TDAD stops this with three clever tricks:

1. The "Blind" Test (Hidden vs. Visible)

  • The Analogy: Imagine a driver's test. The instructor gives you a practice route (Visible Tests) to study. But the real test (Hidden Tests) is on a completely different route that you've never seen.
  • How it works: The Editor (PromptSmith) only sees the practice route. It tweaks the instructions until the driver passes the practice route perfectly. Then, we secretly test them on the new, unseen route. If they pass, they truly understand the rules, not just the practice questions.

2. The "Saboteur" Test (Mutation Testing)

  • The Analogy: Imagine you built a security gate. To make sure it's good, you hire a hacker to try to sneak a gun past it. If the gate stops the gun, it's working. If the gun gets through, your gate is useless.
  • How it works: After the Editor finishes, the Saboteur (MutationSmith) tries to create a "broken" version of the instructions (e.g., "Allow refunds without ID"). The test suite runs against this broken version. If the tests don't catch the mistake, it means your test suite is weak and needs to be improved.

3. The "Evolution" Test (Regression Safety)

  • The Analogy: You upgrade your car's engine. You want to make sure the new engine is faster, but you don't want the brakes to stop working.
  • How it works: When you add new rules (Version 2), the system checks if the old rules (Version 1) still work. It ensures that fixing a new problem doesn't accidentally break an old, working feature.

The Results: Why This Matters

The paper tested this method on four different complex jobs (like handling insurance claims, analyzing financial data, and managing IT emergencies).

  • Success Rate: In 92% of the attempts, the system successfully "compiled" a working agent that passed all the tests.
  • Safety: The agents were very good at following the rules, even on the "blind" tests they hadn't seen before.
  • Cost: It costs about the price of a cup of coffee ($2–$3) to run the whole process for one agent.

The Bottom Line

TDAD is about bringing engineering discipline to AI. Instead of hoping an AI behaves well, we force it to prove it behaves well through a rigorous, automated testing process.

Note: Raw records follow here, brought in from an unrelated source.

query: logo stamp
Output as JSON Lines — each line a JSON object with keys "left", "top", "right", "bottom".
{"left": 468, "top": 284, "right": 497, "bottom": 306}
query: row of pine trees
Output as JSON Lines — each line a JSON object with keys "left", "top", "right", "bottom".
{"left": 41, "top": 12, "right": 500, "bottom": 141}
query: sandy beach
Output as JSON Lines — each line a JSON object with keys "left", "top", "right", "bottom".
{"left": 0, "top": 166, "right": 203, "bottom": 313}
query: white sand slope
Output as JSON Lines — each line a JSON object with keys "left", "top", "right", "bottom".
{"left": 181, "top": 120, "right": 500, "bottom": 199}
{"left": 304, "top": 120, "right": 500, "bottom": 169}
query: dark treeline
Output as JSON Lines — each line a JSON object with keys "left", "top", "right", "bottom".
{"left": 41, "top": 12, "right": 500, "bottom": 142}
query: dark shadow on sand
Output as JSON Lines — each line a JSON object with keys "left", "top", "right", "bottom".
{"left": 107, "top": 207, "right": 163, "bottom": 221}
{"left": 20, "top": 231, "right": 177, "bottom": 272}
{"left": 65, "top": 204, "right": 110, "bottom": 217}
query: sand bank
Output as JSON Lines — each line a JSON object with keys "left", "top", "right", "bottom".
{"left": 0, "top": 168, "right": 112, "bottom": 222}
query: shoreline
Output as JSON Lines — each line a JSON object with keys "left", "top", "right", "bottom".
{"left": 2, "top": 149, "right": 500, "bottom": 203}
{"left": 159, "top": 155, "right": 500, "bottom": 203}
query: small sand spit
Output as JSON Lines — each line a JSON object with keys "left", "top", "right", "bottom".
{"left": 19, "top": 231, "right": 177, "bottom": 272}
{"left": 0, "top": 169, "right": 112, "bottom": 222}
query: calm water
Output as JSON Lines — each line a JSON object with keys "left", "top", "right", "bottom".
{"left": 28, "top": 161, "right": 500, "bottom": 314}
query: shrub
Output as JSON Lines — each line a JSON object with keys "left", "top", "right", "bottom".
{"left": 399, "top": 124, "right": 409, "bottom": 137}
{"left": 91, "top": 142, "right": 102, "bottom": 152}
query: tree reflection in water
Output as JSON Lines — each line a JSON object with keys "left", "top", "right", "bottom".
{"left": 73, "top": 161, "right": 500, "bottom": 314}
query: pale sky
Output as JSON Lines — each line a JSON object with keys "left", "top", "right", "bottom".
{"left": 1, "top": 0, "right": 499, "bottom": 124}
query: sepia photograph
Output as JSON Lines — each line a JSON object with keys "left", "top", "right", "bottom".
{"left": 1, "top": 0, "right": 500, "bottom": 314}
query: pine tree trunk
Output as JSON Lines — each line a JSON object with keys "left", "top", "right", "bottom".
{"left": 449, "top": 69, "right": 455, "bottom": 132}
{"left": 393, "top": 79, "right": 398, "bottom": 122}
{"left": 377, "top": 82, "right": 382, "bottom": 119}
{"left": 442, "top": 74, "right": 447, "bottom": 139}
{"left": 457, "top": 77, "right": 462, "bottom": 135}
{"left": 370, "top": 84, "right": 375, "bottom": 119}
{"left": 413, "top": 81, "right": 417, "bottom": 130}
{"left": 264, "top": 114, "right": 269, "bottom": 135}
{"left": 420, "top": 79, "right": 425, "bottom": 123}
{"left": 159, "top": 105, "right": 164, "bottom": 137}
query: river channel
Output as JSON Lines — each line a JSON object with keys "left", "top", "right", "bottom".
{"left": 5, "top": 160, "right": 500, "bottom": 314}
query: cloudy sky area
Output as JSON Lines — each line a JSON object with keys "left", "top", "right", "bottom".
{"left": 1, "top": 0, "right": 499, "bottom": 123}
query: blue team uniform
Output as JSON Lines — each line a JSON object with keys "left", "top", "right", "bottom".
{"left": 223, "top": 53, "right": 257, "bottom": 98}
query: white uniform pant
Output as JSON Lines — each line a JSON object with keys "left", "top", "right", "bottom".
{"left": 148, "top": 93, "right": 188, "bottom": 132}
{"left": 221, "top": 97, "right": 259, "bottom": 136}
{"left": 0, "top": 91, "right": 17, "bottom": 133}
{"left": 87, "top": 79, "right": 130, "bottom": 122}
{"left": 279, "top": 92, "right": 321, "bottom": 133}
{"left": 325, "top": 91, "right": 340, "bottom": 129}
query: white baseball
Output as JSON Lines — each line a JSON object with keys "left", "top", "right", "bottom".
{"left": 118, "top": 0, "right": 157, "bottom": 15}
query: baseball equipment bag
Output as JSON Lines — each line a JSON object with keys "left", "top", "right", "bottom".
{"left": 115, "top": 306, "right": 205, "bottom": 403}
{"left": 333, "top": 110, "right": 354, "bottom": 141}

It's the difference between:

  • Old Way: "Here are the rules. Go fix the leak." (And hoping you don't flood the basement).
  • TDAD Way: "Here are the rules. First, prove you can fix the leak in a simulation without flooding the basement. Then, prove you can do it on a different leak you've never seen. Then, prove you didn't break the plumbing while doing it. Then you can go fix the real leak."

This ensures that when AI agents are deployed in the real world, they are reliable, safe, and actually do what we ask them to do.